2. L-Theanine reduces psychological and physiological stress responses
Kenta Kimura, Makoto Ozeki, Lekh Raj Juneja, Hideki Ohira Biol Psychol. 2007 Jan;74(1):39-45. doi: 10.1016/j.biopsycho.2006.06.006. Epub 2006 Aug 22.
L-Theanine is an amino acid contained in green tea leaves which is known to block the binding of L-glutamic acid to glutamate receptors in the brain. Because the characteristics of L-Theanine suggest that it may influence psychological and physiological states under stress, the present study examined these possible effects in a laboratory setting using a mental arithmetic task as an acute stressor. Twelve participants underwent four separate trials: one in which they took L-Theanine at the start of an experimental procedure, one in which they took L-Theanine midway, and two control trials in which they either took a placebo or nothing.
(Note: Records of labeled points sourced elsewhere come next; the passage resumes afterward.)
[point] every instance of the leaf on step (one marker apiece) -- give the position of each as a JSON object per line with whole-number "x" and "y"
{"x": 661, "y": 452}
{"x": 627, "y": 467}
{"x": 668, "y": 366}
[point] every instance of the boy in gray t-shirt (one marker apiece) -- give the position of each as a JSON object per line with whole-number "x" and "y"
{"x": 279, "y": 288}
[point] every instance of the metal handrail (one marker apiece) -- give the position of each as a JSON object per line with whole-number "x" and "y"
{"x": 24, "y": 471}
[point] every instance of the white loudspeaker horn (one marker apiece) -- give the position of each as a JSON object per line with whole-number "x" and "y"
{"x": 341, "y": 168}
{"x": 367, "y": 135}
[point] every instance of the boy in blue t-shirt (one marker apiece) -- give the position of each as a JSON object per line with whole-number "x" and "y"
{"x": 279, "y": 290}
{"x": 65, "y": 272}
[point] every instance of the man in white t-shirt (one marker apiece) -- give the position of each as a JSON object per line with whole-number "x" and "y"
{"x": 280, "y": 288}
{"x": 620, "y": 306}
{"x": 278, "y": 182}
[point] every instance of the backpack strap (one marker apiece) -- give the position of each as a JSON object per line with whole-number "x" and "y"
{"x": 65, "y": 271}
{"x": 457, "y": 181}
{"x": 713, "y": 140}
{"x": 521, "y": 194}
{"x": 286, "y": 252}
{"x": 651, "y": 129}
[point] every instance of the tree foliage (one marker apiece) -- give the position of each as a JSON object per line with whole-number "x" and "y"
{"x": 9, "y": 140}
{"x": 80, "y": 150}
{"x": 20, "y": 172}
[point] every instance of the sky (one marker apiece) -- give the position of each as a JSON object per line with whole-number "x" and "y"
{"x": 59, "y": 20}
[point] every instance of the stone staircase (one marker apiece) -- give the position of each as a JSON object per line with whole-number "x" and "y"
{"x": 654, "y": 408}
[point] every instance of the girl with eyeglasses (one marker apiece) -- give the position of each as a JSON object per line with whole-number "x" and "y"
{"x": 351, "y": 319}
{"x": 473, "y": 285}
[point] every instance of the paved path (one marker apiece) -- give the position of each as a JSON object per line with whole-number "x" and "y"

The experimental sessions were performed by double-blind, and the order of them was counterbalanced. The results showed that L-Theanine intake resulted in a reduction in the heart rate (HR) and salivary immunoglobulin A (s-IgA) responses to an acute stress task relative to the placebo control condition. Moreover, analyses of heart rate variability indicated that the reductions in HR and s-IgA were likely attributable to an attenuation of sympathetic nervous activation. Thus, it was suggested that the oral intake of L-Theanine could cause anti-stress effects via the inhibition of cortical neuron excitation.
3. GABA and glutamate in the human brain
Ognen A C Petroff Neuroscientist. 2002 Dec;8(6):562-73. doi: 10.1177/1073858402238515.
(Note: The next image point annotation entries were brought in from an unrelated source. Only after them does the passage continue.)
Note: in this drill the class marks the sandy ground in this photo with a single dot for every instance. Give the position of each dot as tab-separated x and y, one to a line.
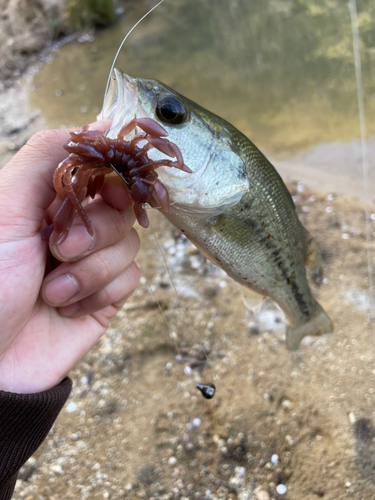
135	425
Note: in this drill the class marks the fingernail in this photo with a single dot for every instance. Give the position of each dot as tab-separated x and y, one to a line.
76	245
61	289
71	310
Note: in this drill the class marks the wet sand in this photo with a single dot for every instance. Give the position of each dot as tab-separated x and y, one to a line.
135	425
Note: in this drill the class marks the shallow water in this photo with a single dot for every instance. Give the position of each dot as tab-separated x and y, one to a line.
283	73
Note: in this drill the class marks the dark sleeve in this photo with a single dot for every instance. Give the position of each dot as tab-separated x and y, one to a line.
25	420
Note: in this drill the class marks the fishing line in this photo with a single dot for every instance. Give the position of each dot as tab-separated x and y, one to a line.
365	163
156	240
175	290
120	47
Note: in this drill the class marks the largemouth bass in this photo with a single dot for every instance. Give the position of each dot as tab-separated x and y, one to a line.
234	206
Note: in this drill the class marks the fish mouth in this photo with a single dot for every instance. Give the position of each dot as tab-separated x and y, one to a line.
121	103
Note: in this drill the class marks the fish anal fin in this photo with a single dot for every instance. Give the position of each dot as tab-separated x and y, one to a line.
318	324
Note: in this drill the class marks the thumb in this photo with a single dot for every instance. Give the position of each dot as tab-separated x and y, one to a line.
26	182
Cortical excitability reflects a balance between excitation and inhibition. Glutamate is the main excitatory and GABA the main inhibitory neurotransmitter in the mammalian cortex. Changes in glutamate and GABA metabolism may play important roles in the control of cortical excitability. Glutamate is the metabolic precursor of GABA, which can be recycled through the tricarboxylic acid cycle to synthesize glutamate. GABA synthesis is unique among neurotransmitters, having two separate isoforms of the rate-controlling enzyme, glutamic acid decarboxylase. The need for two separate genes on two chromosomes to control GABA synthesis is unexplained. Two metabolites of GABA are present in uniquely high concentrations in the human brain. Homocarnosine and pyrrolidinone have a major impact on GABA metabolism in the human brain. Both of these GABA metabolites have anticonvulsant properties and can have a major impact on cortical excitability.